Halkların Demokratik Kongresi (HDK) Kültür Sanat Komisyonu, "Barış sanat buluşmaları" kapsamında panel düzenledi. "Karanlık zamanlarda politik müzik ve Kürt müziğinin kırılma noktaları" başlığıyla Mezopotamya Kültür Merkezi’nde (MKM) düzenlenen panelin moderatörlüğünü müzisyen Sinan Gökçe yaptı. Panelde, Sosyolog  Nazlı Buket Yazıcı ve Müzisyen Arif Adalı da konuşmacı olarak yer aldı.

‘POLİTİK MÜZİK BASKI ALTINDA’

Açılış konuşmasını yapan müzisyen Sinan Gökçe, panele ilişkin bilgilendirmelerde bulundu. Tarihten  günümüze politik müzik yapan sanatçıların büyük bedeller ödediğini vurgulayan Gökçe, Pir Sultan Abdal, Ahmet Kaya gibi ozan ve sanatçıları örnek göstererek hayatlarının sürgünde geçtiğini hatırlattı. "Hepsinin ortak  kaderi bedel ödemek" diyen Gökçe, "Her dönem politik sanatçılar egemenler kaşı  büyük bir bedel ödemek zorunda kaldılar ama  asla üretimden  vazgeçmediler" dedi. Politik müzik üreten ve diktatör yönetimler tarafından baskıya maruz kalan Ahmet Kaya, Victor Jara,  Zülfü Livaneli gibi isimlerden örnek veren Gökçe, faşizm koşullarında bile üretmeye ve kültürel direnişlerini sürdürmeye  devam ettiklerini söyledi. Türkiye'de de Kürtçe müzikte konusunda 90'lı yıllarda Şivan  Perwer'in "Kinem" şarkısının Kürtler üzerindeki etkisine dikkat çeken Gökçe, "Var olan bir özgürlük mücadelesi devam ederken bu şarkıyla kimlik kazandı.Baskının hat safhada olduğu bir süreçte  her şey  durgun geçse de müzikal süreçler hep aktif oldu” diye belirtti.
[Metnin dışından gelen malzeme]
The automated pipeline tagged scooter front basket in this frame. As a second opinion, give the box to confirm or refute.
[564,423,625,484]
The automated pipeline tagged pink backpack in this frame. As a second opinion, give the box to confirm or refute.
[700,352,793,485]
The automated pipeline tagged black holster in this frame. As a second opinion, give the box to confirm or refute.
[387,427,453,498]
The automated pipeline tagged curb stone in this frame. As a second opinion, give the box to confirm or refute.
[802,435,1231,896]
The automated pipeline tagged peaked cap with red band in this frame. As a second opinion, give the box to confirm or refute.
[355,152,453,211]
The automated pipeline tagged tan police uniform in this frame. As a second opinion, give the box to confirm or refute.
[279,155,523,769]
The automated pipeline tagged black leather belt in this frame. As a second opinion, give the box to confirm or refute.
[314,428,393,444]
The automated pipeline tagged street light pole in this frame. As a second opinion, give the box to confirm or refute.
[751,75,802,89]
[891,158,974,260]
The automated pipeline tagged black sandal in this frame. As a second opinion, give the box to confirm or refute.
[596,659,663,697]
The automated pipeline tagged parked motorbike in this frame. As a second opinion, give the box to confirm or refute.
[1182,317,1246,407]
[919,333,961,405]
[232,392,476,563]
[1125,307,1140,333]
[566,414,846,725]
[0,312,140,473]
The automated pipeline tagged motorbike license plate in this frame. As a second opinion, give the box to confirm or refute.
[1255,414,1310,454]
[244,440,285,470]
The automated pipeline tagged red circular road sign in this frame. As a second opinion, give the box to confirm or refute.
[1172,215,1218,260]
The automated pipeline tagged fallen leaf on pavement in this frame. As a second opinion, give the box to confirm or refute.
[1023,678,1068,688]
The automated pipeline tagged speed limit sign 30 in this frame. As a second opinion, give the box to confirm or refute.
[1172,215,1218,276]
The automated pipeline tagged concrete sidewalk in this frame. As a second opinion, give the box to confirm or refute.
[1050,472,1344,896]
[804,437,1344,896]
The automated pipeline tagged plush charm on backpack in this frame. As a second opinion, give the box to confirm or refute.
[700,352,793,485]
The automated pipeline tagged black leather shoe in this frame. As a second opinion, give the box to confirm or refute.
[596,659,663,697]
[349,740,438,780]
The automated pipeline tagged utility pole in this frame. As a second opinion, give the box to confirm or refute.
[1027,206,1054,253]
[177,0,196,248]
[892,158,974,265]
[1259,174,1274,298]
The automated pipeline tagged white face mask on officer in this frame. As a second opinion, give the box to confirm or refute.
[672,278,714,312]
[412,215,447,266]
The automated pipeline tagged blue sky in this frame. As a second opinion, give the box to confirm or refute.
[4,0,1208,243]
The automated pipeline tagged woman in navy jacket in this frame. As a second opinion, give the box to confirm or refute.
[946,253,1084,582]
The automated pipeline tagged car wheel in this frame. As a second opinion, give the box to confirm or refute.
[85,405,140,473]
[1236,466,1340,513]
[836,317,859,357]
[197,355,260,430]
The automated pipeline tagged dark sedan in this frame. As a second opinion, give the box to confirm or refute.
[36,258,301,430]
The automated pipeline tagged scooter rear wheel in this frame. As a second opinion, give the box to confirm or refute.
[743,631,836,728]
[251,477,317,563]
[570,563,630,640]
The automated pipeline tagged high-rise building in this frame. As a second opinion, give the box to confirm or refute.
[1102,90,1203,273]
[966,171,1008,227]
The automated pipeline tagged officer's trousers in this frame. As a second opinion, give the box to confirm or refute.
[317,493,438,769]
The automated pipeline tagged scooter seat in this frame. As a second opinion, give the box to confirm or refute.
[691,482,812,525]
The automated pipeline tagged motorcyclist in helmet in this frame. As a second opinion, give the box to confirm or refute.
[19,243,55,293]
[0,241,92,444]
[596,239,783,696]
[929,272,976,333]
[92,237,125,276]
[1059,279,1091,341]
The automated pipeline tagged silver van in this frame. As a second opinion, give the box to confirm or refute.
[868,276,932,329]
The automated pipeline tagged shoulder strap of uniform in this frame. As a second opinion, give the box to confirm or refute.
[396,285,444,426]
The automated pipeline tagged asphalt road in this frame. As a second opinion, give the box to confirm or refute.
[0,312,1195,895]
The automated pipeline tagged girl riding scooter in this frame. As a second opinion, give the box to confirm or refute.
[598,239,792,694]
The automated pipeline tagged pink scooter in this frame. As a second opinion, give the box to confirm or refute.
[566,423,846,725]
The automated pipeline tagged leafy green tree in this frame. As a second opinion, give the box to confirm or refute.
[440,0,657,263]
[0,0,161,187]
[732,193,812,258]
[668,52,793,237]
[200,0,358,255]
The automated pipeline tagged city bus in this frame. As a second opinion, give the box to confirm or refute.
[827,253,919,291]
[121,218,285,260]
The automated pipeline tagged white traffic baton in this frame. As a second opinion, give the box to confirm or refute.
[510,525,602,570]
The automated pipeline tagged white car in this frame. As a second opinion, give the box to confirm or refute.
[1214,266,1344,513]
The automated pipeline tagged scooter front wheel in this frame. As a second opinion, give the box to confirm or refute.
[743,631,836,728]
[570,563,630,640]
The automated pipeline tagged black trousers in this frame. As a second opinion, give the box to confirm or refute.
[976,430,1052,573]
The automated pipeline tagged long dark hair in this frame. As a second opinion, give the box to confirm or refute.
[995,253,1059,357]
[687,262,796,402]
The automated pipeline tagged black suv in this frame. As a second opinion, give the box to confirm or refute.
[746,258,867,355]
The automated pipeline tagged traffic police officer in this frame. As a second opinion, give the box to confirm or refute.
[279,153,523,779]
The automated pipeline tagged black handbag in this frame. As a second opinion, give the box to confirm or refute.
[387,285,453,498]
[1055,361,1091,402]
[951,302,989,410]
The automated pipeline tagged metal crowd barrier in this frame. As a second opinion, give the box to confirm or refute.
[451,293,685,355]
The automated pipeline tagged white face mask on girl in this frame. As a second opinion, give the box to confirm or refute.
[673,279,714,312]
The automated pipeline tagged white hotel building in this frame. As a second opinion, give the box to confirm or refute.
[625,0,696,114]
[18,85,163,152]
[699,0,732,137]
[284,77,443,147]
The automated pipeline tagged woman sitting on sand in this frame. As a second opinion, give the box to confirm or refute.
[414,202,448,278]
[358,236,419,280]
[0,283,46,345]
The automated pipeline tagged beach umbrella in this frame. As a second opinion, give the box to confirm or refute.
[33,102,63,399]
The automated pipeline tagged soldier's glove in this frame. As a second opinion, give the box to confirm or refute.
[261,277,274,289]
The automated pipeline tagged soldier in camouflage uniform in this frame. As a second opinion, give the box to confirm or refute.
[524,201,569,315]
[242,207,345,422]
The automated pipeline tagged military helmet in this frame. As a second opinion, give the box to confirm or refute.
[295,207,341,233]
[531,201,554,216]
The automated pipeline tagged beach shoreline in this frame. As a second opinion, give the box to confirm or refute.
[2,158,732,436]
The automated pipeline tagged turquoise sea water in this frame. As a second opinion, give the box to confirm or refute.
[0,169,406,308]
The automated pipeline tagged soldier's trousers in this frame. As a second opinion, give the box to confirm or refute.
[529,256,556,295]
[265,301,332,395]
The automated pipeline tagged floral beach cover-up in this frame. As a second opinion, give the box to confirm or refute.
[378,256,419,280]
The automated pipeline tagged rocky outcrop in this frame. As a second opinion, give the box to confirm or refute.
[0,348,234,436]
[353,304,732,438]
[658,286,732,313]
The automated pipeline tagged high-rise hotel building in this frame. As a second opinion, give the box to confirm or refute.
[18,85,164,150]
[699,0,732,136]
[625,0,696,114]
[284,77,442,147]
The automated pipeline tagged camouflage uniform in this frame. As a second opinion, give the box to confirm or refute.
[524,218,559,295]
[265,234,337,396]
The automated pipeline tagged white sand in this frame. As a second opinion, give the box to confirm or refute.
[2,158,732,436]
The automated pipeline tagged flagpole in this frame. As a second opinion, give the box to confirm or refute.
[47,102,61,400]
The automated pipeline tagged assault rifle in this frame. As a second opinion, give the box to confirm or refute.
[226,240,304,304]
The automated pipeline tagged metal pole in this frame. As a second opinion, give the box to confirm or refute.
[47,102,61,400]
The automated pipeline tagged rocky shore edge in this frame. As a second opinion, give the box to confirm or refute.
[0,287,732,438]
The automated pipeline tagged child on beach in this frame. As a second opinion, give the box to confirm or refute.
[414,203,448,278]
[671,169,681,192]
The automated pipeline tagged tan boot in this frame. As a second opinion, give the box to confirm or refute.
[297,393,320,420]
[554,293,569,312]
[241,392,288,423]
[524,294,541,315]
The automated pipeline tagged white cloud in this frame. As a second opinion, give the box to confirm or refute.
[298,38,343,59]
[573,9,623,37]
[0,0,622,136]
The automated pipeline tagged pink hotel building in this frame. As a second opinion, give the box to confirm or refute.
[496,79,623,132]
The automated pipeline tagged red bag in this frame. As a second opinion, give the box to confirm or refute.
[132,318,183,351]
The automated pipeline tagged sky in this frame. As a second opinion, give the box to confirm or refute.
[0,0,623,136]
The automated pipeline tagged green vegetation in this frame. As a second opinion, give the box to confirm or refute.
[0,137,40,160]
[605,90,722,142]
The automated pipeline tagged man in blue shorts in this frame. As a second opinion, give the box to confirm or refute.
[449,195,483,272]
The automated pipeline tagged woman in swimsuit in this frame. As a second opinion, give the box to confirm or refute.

HALKLAR İÇİN BİR PROPAGANDA ARACI

“Karanlık zamanlarda politik müzik” başlığına değinen Sosyolog Nazlı Buket Yazıcı da, egemenlerin zaman zaman politik müziğin bir propaganda aracı olarak kullandığını kaydetti. Yazıcı şöyle devam etti: “Egemenler politik müziği çoğu zaman halklar üzerinde bir baskı aracı olarak kullanırken aynı zamanda kendi propagandasını yaparak halka ulaşmaya çalışıyor. Ama devrimci politik müzik bundan çok farklıdır. Her dönem toplumun yaşadığı baskı, sürgün ve isyanları anlatır. Devrimci müzik bir yerde acı ve hüznü anlatırken, aynı zamanda topluma bir umut aşılayarak bir başkaldırıyı da örgütleyebilir. Ezilenler için genelde politik müzik bir propaganda aracıdır ve  müziği yaşama tutunmak için sarılıyorlar. Baskı dönemlerinde  devlet  zor aygıtını kullanarak  bütün muhalif sanatçıları  sürgüne gönderdi.12 Eylül darbesinden sonra sürgüne giden bütün sanatçılar memleket hasreti hüzünlü ve topluma umutsuzluk aşılayan  teması işledi. Çünkü örgütleri dağıtılmış  ama politik bir geçmişleri vardı. Darbeyle sonrası bir umutsuzluk yaşıyorlardı. Ama 90'larda  geldiğimizde kitlelere biraz daha umut var eden aşılayan bir yerde. Örneğin  Ahmet Kaya'nın  çıkardığı 'Baş kaldırıyorum' şarkısı 12 Eylül'de yaşananlara ilişkin  bir yüzleşmeyi getirerek önemli bir direnişi örgütledi. Kürt müziği üzerindeki baskılara karşı bir tavır sergileyerek Kürtçe müzik yapmak  istediğini söyledi. Bu çıkışı sonrası sürgün edildi ve aslına Türkiye'de Kürt müziğin üzerinde de  bir kırılma yaşanmasına neden oldu. Çünkü Kürtçe müzik hala yasak ve baskı altında. Ama Kürtçe albüm yapmak demek bir halkın müziğini kültürünü yaşatmaktır. O karanlık zamanlarda toplumun yaşadığı acılarını müzikle yansıtmak ve halka öncülük etmektir. Bu yüzden müzik aslında kendi çağını zamanın ruhunu da yansıtır ışık tutar" ifadelerini kullandı.

KÜRT MÜZİĞİNDE SAPMA

Sanatçı Arif Adalı ise Kürt müziğinin çok fazla dışsal baskıya maruz kaldığını belirterek, Kürt müziğinin kendini politik olarak tanımlamada yetersiz kaldığını söyledi. Kürtçe müziğin içeriğin yanı sıra ideolojik, kadın özgürlükçü, komünal ve ekolojik paradigma temelinde olması gerektiğini aktaran Adalı, “Aksi halde bu bir Kürt müziğinde bir  kısırlaşmaya  neden oluyor. Yozlaşma ve çürümeye yol açar. Kürt müziği devrim niteliğini kaybetti. Nedeni ise ideolojik söylem ve sanat arasındaki kopukluktur. Politik Kürt sanatçısı kendini buna göre nasıl tanımladığı önemli” dedi.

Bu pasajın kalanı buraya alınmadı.